31 March 2016

Building a lexer and parser with Scala's Parser Combinators

As part of an ongoing project at e.near, one of our Scala teams was recently tasked with a requirement to build an interpreter for executing workflows which are modelled with a textual DSL. These workflows had to be validated for errors, compiled to a simpler bytecode-like representation and stored, in order to be interpreted with as little overhead as possible.

To deal with the parsing phases, we stumbled upon Scala’s Parser Combinators, which turned out to be a great tool for writing modular and composable lexers and parsers in idiomatic Scala, with little to no boilerplate code.

While there are a few Web resources on how to use parser combinators for building simple parsers, there were none so far that describe how to build full lexical and syntactical analyzers from scratch.

We will be going through the process of building a lexer, to scan text into a sequence of tokens, and a parser, to parse said tokens into an abstract syntax tree (AST).

Language overview

In this “workflow code”, a program implements a workflow, i.e. an executable directed acyclic graph of instructions. Below is an example of a valid program. Keep in mind that blocks are delimited by indentation, in a similar way to languages like Python.

read input name, country
switch:
  country == "PT" ->
    call service "A"
    exit
  otherwise ->
    call service "B"
    switch:
      name == "unknown" ->
        exit
      otherwise ->
        call service "C"
        exit

We want this to be parsed into:

AndThen(
  ReadInput(List(name, country)),
  Choice(List(
    IfThen(
      Equals(country, PT),
      AndThen(CallService(A), Exit)
    ),
    OtherwiseThen(
      AndThen(
        CallService(B),
        Choice(List(
          IfThen(Equals(name, unknown), Exit),
          OtherwiseThen(AndThen(CallService(C), Exit))
        ))
      )
    )
  ))
)

A possible BNF representation for this grammar is outlined below.

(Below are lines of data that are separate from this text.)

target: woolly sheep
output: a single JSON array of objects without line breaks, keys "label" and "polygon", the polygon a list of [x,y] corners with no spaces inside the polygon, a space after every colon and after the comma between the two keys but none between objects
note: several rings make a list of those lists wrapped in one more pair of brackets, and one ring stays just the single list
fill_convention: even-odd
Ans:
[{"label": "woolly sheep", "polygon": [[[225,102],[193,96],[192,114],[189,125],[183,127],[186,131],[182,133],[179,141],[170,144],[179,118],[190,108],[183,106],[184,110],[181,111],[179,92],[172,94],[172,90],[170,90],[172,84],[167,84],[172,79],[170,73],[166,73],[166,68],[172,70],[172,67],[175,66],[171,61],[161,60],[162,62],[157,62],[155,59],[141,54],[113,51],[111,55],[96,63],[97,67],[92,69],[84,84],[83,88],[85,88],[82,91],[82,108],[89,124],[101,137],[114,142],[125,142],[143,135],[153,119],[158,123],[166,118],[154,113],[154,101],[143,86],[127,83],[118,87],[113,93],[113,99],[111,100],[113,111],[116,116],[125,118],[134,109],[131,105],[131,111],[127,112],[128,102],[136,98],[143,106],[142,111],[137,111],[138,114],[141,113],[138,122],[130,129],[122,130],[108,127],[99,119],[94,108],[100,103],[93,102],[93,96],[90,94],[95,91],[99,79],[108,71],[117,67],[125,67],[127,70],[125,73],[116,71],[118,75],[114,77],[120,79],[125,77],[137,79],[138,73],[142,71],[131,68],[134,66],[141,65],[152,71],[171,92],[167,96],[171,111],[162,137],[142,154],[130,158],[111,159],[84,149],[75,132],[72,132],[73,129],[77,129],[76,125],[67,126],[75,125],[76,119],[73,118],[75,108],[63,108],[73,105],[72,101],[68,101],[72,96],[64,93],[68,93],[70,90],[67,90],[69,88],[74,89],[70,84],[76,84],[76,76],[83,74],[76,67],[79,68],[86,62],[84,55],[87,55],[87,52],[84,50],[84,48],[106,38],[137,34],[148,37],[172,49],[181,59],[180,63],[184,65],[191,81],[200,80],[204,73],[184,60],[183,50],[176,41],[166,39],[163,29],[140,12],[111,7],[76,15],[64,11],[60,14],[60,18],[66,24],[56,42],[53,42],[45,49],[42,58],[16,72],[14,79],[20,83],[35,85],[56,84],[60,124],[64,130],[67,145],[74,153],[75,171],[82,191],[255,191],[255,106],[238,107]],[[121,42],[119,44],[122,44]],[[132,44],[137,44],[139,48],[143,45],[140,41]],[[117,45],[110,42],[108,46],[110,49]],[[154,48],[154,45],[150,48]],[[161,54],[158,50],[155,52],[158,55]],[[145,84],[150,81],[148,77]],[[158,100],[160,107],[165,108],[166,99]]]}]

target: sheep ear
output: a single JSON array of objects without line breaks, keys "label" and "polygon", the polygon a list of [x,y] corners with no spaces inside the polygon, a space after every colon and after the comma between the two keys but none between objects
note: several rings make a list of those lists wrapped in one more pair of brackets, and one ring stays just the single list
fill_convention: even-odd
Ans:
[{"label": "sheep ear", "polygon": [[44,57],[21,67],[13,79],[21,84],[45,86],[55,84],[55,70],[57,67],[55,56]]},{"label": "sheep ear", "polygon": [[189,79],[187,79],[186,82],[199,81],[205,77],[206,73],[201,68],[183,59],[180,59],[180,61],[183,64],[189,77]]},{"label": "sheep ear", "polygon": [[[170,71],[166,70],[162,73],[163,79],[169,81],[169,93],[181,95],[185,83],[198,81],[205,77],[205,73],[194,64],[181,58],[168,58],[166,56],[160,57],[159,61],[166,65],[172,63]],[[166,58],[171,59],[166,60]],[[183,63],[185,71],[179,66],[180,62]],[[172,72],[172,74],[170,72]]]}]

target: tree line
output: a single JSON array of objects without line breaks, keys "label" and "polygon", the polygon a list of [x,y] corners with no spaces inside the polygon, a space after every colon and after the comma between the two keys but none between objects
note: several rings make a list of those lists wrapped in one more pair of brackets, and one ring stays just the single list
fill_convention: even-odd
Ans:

<block> ::= (<statement>)+

<statement> ::= "exit"
              | "read input" (<identifier> ",")* <identifier>
              | "call service" <stringLiteral>
              | "switch" ":" INDENT (<ifThen>)+ [otherwiseThen] DEDENT

<ifThen> ::= <condition> "->" INDENT <block> DEDENT

<otherwiseThen> ::= "otherwise" "->" INDENT <block> DEDENT

<condition> ::= <identifier> "==" <stringLiteral>

Parser combinators

A parser combinator is simply a function which accepts parsers as input and returns a new parser as output, similarly to how higher-order functions rely on calling other functions that are passed as input to produce a new function as output.

As an example, assuming we have a parser int that recognizes integer literals and a parser plus that recognizes the ‘+’ character, we can produce a parser that recognizes the sequence int plus int as an integer addition.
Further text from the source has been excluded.